By Kayleigh Butterfield
On June 3, 2015, the Fourth Circuit issued a published opinion in the civil case Everett v. Pitt County Board of Education. A group of parents and the Pitt County Coalition for Educating Black Children (“Plaintiffs”) appealed the district court’s decision for the defendant, the Pitt County Board of Education (“Board”). The district court granted the Board’s motion for declaration of unitary status and dismissed Plaintiff’s request for an injunction as moot. The Fourth Circuit concluded that the district court acted within its discretion to address the Board’s motion before ruling on Plaintiff’s motion for injunctive relief, and that the district court did not clearly err in determining that the school district was unitary. Therefore, the Fourth Circuit affirmed the district court’s decision.
The Struggle to Desegregate
In 1970, the United States District Court for the Eastern District of North Carolina entered two desegregation orders against the Greenville City and Pitt County Boards of Education. The district court found that both boards were operating racially segregated schools and required them to submit desegregation plans in order to create a unitary school district. The boards complied with those orders, and the cases remained closed for over thirty-five years. In 1986, the two boards merged into the current, consolidated Board.

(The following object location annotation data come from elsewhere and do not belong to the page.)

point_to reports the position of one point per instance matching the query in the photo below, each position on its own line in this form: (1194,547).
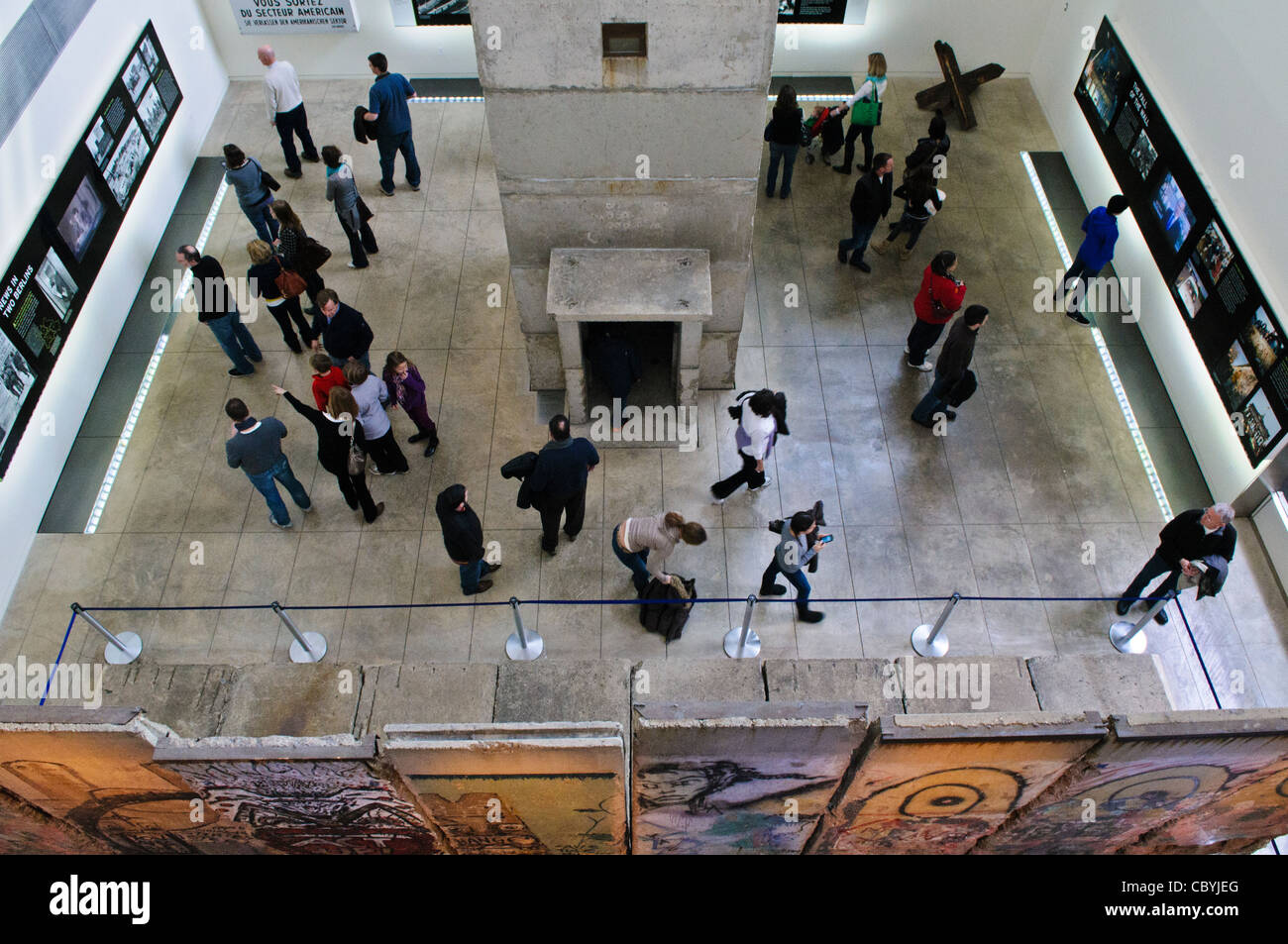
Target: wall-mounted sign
(1224,308)
(810,11)
(59,259)
(442,12)
(294,16)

In 2008, the Board sought to reopen the cases in response to a discrimination complaint filed against it because of the student assignment plan of the 2006-07 school year. The complaints concerned the Board’s explicit use of race in the assignment plan. The district court eventually approved a settlement between the two parties and directed them to work together in attaining a unitary status for the school district.
In 2011, Plaintiffs moved to enjoin the implementation of the Board’s 2011-12 student assignment plan on the basis that it failed to move the district toward unitary status. The district court denied the motion, but the Fourth Circuit vacated, determining that the district court failed to place the burden on the Board to show that the plan moved the district toward unitary status. On remand, the Board moved for a declaration of unitary status. The district court granted the Board’s motion after applying the factors from Green v. County School Board of New Kent County to the evidence presented at trial. The district court then dismissed Plaintiff’s motion for injunctive relief as moot.
Standard of Review
The Fourth Circuit reviewed the district court’s decision to address the unitary status of the school district for abuse of discretion. The determination that the school district is unitary was reviewed for clear error.
Declaration of Unitary Status is Not Unlawfully Retroactive
Under Green, a school district reaches unitary status when it “is devoid of racial discrimination in regard to faculty, staff, transportation, extracurricular activities, facilities, and pupil assignment.” These requirements are commonly referred to as the “Green factors.” Until a school district meets those factors, there is a presumption that existing racial disparities are causally related to prior segregation and any burden to prove otherwise lies with the school board. However, once a district achieves unitary status, this presumption ends and the burden shifts to the plaintiffs to show discriminatory intent on the part of the school board. This burden shifts not at the time the district court declares a school district unitary, but when the court determines the school district became unitary.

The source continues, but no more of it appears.